日本刀やなんやのようにカーブがつけられてはいない。これが直剣というやつだろうか。
背負い袋に【魔力感知】の反応。無論【鑑定】。
名前:マジックバッグS
数打ち品のマジックバッグ。
・・・マジックバッグに数打ち品なんてあるんだ。
背負い袋をあさっていると、ファンタジー世界に似つかわしくないものが出てきた。すかさず、【鑑定】。
名前:魔砲ヴァリス
先込め式。長らく使われてきたもののため、銃身の歪みなどがみられ、もうそろそろ寿命。
銃身をなぞると、使用されてきたことによる細かな傷と、特徴的な傷が見つかった。特徴的な傷は深さ的に、人為的につけられたものらしい。まあこの世界の文字とかわかんないけどねっ!

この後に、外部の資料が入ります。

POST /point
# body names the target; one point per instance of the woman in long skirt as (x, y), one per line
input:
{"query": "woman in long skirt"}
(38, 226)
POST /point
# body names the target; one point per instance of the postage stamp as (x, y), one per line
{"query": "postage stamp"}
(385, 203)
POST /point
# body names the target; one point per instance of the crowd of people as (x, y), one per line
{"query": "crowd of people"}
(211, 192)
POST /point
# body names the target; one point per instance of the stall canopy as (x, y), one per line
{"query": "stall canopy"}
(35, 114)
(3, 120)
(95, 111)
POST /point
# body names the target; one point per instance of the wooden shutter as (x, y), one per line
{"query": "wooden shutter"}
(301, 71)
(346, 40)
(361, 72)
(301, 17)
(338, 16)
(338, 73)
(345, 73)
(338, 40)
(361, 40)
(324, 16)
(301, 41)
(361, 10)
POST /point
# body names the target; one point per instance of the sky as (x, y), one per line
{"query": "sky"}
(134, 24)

先込め式ということは、生前に歴史の授業で習った、織田信長が武田信玄の息子を打ち破る際に使われたとかいうアレと同じシステムということか?
さらにあさると、【魔力感知】に反応があるものを見つけた。【鑑定】。
名前:魔石
Iランクの魔石。
魔石にランクがあるのはテンプレ感半端ないが、変に扱ってもまずい。とりあえずおいておく。

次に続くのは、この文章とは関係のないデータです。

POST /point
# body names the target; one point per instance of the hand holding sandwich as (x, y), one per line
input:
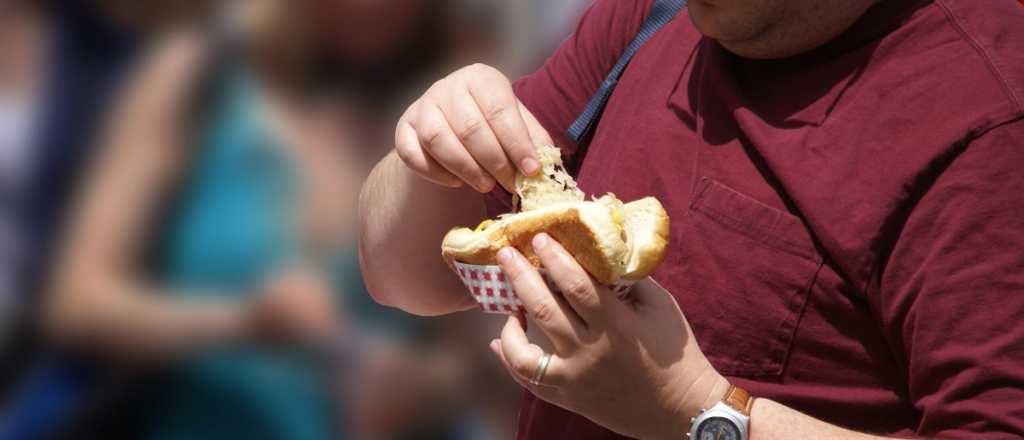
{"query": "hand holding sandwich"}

ってゆうか、魔石多すぎだろ!拾ってきたにも多すぎる。周囲の状況から察するに遠征帰りと考えると納得がいくが。
あとは・・・見たところ、食料のようだ。【鑑定】。
名前:干し肉
オーク肉の干し肉。噛めば噛むほど滋味が広がる。お母さんの味。
くっ・・・!!!【鑑定】さんキャッチコピーの才能あるわー。そういえばスライムのこの身体、体に不要かどうかしかわからなくて、人間並みの味覚はないんだった。お母さんの手料理が恋しくなってきたじゃないか。こんなことならあの死体の舌採取しとくんだった。すべて【鑑定】さんのキャッチコピーが悪い。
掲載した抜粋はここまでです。